The film was produced by Pokeepsie Films and Nadie es Perfecto along with Pampa Films, and it had the collaboration of Atresmedia Cine and Movistar+.

The premise of the film was inspired by life experiences of Álex de la Iglesia and Jorge Guerricaechevarría in the bar 'El Palentino', although the film was not shot there, but in a refitted grocery store at Plaza de los Mostenses, also in Malasaña.

== Release ==
The Bar was presented at the 67th Berlin International Film Festival on 15 February 2017. It opened the 20th Málaga Film Festival on 17 March 2017. Distributed by Sony Pictures Releasing España, it was released theatrically in Spain on 24 March 2017. It made it to the slate of the BAFICI, and, distributed by Buena Vista, it was released theatrically in Argentina on 8 June 2017.

== Reception ==
Owen Gleiberman of Variety declared the film "easily the worst movie I've seen at this year's Berlin International Film Festival", determining the "aggressively garish aesthetic of more-more-more [intensity]" to be "just ineptitude moving too fast for you to notice it".

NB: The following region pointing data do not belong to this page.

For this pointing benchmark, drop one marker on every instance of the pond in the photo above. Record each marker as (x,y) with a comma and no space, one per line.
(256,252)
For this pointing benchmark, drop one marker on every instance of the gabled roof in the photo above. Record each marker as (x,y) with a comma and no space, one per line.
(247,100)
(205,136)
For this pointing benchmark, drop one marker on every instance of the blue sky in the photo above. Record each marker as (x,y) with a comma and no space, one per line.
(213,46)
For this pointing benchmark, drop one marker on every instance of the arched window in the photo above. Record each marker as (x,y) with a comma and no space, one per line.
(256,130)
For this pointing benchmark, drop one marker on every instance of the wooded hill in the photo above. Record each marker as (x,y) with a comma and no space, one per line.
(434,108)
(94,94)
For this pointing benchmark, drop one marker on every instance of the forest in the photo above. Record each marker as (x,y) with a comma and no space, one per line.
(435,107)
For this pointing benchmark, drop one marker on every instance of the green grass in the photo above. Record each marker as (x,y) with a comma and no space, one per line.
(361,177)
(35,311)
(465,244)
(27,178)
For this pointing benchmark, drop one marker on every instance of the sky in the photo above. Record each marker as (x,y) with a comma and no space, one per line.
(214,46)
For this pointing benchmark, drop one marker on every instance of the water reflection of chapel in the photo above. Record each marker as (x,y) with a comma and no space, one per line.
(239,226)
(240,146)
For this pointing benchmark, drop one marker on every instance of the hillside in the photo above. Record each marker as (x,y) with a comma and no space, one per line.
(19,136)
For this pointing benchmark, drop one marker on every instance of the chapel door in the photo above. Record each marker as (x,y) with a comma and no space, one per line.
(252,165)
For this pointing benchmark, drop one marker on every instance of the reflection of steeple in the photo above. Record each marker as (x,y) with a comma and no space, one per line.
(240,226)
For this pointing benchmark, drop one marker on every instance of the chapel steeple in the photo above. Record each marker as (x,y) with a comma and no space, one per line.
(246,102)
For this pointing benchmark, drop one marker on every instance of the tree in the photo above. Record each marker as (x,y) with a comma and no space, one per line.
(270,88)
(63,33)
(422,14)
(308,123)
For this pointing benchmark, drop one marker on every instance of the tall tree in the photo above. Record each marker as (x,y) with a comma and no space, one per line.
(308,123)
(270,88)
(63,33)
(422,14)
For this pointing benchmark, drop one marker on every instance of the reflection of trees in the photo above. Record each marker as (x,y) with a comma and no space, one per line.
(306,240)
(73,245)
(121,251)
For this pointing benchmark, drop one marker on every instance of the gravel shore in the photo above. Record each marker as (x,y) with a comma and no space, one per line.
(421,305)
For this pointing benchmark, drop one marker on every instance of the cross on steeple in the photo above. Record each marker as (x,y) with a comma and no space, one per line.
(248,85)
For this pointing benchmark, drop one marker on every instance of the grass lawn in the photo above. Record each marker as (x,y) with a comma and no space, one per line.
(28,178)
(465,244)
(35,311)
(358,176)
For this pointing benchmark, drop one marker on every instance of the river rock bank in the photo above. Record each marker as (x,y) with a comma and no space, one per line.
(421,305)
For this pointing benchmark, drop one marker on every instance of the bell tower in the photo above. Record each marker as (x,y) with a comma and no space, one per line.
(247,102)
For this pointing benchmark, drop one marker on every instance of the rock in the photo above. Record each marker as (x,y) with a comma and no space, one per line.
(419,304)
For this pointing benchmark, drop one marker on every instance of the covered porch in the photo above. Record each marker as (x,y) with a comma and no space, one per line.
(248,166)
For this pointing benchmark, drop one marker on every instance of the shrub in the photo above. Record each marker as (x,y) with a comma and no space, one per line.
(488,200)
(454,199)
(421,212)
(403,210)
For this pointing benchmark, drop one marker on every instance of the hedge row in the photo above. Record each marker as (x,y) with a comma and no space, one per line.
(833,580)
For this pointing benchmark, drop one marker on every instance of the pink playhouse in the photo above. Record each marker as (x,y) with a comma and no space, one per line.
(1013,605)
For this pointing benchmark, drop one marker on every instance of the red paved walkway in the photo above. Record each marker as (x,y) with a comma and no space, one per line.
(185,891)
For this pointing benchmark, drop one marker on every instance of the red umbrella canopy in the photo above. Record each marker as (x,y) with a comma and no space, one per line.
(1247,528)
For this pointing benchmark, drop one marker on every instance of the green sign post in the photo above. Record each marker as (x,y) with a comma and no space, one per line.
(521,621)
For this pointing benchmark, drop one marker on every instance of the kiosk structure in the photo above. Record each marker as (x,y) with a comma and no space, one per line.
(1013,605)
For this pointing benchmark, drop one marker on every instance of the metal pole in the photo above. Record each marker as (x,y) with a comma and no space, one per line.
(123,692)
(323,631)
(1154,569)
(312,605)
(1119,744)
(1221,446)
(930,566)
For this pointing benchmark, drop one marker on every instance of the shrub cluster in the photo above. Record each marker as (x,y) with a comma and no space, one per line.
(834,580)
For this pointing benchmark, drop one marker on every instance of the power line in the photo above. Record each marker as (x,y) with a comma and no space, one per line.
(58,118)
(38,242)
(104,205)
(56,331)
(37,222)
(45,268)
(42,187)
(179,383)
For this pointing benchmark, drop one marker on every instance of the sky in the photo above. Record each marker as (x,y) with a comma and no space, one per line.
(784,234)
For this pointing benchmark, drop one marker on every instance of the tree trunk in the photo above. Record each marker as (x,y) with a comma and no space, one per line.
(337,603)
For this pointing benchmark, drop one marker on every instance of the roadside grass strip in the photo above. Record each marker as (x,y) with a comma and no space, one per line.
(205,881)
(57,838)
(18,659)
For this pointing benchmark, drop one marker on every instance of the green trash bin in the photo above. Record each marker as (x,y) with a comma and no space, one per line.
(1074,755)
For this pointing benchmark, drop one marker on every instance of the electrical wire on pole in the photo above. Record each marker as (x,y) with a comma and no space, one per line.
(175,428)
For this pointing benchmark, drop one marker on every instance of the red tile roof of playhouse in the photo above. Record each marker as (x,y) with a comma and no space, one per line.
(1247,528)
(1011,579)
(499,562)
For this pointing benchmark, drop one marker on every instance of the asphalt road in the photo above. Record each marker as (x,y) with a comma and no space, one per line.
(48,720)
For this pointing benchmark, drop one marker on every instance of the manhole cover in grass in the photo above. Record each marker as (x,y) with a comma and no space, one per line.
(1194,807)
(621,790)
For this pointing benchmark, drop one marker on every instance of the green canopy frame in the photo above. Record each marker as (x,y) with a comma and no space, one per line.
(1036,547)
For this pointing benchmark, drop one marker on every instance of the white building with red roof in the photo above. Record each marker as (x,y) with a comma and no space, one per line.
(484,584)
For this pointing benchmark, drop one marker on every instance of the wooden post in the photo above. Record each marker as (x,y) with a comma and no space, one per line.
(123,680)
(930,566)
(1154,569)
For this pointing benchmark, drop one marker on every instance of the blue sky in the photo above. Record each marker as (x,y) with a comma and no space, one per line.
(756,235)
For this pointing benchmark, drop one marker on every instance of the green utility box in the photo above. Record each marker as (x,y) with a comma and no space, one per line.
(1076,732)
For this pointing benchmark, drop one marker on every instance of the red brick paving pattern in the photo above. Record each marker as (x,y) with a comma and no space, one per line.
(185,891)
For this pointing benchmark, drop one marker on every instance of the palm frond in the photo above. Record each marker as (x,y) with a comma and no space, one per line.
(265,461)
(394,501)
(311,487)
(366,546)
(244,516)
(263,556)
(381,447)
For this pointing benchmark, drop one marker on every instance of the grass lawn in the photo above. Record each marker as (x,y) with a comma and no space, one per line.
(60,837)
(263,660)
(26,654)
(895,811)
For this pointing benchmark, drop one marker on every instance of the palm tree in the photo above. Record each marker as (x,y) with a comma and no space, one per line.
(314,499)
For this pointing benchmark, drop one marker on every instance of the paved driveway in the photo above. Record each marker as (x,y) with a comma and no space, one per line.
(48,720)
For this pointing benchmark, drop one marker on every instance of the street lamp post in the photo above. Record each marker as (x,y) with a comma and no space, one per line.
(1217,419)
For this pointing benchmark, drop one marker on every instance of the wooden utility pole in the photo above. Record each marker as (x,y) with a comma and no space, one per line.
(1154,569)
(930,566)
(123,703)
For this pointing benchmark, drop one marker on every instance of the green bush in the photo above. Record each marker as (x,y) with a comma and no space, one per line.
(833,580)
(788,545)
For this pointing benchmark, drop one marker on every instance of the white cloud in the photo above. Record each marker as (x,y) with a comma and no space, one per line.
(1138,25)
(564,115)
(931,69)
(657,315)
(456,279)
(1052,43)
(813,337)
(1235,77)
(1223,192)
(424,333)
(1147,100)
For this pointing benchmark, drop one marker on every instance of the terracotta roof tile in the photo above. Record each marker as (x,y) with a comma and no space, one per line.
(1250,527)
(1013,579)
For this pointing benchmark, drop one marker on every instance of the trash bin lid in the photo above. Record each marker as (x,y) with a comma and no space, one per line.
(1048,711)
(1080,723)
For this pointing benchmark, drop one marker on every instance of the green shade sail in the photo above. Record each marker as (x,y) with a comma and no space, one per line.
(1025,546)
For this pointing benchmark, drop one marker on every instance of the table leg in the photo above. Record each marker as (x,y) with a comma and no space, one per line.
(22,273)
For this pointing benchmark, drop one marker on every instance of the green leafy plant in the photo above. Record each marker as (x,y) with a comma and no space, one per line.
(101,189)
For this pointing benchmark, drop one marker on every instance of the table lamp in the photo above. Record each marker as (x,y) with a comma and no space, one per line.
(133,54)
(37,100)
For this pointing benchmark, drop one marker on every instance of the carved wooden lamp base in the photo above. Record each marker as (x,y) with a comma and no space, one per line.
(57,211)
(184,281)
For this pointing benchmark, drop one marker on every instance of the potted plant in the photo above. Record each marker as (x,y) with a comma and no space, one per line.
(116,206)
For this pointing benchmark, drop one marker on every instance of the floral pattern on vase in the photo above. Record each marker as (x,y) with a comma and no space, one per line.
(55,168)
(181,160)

Jonathan Holland of The Hollywood Reporter lamented that the film is "let down by a lazy script which, after the first half an hour or so, finds it as hard to escape from its self-imposed labyrinth as its characters do".

Marta Medina of El Confidencial welcomed an Álex de la Iglesia film "thrilling from start to finish" at last after so many pictures in his filmography with stretched out endings begging for euthanasia, with Iglesia proving in the film to be "the king of pathetic horror".

Mirito Torreiro of Fotogramas rated the film 4 out of 5 stars, deeming it to be De la Iglesia's best since The Last Circus selecting "the (overwhelming) pace of the entire peripeteia" as the best thing about the film.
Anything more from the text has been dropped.